Carolina North still facing difficulties

Financial strain delays construction

Despite more than 12 years of planning, officials still aren’t sure when construction will start on a campus expected to be a “world-class magnet.”

Jack Evans, executive director of Carolina North, said plans for construction of the satellite campus’ first building, the Innovation Center, have been delayed due to the state’s financial troubles.

“The state of the economy, the state of the credit market and the state of the state’s budget — all of those affect the various things that we want to do with Carolina North,” Evans said. “That includes the Innovation Center.”

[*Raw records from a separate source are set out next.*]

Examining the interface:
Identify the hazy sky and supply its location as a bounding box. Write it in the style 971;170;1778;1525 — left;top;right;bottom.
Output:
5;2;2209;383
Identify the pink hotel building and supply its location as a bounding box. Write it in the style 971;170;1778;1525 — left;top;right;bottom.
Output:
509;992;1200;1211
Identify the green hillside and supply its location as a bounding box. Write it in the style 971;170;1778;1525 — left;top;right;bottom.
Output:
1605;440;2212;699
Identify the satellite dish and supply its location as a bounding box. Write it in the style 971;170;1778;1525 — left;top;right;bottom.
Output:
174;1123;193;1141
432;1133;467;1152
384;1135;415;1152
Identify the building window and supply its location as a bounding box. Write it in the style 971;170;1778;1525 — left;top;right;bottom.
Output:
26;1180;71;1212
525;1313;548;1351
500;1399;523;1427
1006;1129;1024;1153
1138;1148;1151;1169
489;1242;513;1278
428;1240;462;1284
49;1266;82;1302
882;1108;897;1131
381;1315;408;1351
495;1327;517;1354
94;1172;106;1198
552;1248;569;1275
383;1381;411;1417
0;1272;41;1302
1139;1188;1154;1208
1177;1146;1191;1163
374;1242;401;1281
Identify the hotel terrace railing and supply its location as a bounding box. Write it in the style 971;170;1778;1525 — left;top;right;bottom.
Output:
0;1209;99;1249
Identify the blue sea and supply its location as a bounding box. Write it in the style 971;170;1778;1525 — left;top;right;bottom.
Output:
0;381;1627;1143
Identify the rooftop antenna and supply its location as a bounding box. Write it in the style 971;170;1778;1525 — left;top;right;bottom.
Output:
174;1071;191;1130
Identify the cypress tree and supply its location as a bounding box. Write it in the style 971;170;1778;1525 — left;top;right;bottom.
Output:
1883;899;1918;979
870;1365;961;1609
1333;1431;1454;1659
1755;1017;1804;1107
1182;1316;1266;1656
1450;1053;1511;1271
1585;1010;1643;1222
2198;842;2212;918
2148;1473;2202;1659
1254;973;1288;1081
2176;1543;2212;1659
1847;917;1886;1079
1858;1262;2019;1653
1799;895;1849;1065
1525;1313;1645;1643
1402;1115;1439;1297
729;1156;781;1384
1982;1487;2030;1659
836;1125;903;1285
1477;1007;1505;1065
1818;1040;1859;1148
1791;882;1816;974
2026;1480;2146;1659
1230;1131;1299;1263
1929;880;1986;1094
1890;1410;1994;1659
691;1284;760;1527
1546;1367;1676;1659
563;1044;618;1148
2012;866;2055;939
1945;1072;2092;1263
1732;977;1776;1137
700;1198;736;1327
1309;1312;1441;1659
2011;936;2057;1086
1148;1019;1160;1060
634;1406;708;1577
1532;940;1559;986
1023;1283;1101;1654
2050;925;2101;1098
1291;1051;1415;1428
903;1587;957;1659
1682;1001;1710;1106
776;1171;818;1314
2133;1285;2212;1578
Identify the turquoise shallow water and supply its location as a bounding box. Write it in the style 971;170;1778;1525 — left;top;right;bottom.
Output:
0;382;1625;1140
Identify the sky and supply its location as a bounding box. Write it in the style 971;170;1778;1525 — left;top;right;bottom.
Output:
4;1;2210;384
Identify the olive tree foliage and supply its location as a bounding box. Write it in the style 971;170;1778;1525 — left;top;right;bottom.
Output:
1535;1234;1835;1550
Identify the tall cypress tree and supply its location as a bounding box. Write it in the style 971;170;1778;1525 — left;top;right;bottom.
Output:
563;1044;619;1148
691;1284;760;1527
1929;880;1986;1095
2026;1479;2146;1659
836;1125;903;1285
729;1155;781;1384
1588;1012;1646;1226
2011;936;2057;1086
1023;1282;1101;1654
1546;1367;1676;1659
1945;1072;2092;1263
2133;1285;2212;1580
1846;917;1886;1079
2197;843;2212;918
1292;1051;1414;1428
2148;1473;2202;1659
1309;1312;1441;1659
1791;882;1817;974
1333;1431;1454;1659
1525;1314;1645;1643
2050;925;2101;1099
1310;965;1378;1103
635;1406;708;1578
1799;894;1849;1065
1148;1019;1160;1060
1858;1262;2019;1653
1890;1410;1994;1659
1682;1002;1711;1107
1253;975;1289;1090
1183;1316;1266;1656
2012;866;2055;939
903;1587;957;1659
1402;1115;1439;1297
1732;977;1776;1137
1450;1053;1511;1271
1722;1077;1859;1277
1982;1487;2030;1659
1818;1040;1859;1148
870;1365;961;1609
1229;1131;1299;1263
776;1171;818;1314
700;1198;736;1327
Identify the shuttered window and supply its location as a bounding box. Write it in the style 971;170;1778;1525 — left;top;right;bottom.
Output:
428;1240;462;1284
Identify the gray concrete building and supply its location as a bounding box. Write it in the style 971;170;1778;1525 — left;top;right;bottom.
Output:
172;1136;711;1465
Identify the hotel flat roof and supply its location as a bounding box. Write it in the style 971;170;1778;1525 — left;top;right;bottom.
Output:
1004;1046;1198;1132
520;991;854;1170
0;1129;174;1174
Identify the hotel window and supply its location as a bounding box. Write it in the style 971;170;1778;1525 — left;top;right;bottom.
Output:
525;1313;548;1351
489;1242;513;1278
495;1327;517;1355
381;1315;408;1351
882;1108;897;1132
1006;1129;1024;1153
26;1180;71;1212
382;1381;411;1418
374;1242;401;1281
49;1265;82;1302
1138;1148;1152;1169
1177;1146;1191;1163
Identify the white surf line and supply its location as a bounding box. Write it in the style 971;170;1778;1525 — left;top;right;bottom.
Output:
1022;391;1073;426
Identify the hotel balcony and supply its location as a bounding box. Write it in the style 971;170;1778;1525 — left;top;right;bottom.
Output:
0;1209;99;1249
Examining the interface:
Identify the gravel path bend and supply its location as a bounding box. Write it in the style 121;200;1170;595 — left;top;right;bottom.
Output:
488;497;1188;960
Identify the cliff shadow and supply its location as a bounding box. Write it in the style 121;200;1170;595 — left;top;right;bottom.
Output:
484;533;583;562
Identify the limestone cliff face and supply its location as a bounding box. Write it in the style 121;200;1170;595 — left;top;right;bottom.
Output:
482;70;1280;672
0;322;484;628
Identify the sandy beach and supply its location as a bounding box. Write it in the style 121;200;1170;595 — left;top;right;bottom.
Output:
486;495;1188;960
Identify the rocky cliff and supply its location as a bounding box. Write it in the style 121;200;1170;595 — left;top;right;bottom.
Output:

Evans said the Carolina North annual report will describe in detail the financial difficulties that have afflicted the project and led to its delayed construction.
University officials have until 5 p.m. today to submit the report to the Town of Chapel Hill Planning Department.

Carolina North is a 250-acre mixed-use campus situated two miles north of UNC off of Martin Luther King Jr. Boulevard.

The project is designed to bring global leaders in research, entrepreneurship and academics to the state.

The Innovation Center has been slated to house high-growth start-up companies with links to UNC research.

Evans said the annual report also mentions that there has been no development activity at the site, nor is there any planned to begin for the rest of the fiscal year.

“The state of the economy has affected everything related to Carolina North,” he said. “That also includes our hopes to build a new building for the law center.”

The UNC School of Law became the first academic unit to commit to the satellite campus when the school’s dean, Jack Boger, announced the decision in February 2008.

At the time, construction on the school’s new building at Carolina North was predicted to wrap by 2012.

“We hope the state will fund that, but in the current state of the state treasury, that obviously didn’t happen in the last legislative session, and that’s probably not going to happen in the next,” Evans said.

After an Aug. 12 public meeting, Mary Jane Nirdlinger, assistant director of the planning department, said the committee tasked with picking out a path planned to recommend a 3.3 mile-long route to connect the two campuses.

Although the track, dubbed “Route A,” is the longest, Nirdlinger said it is the flattest and would also likely be the least expensive.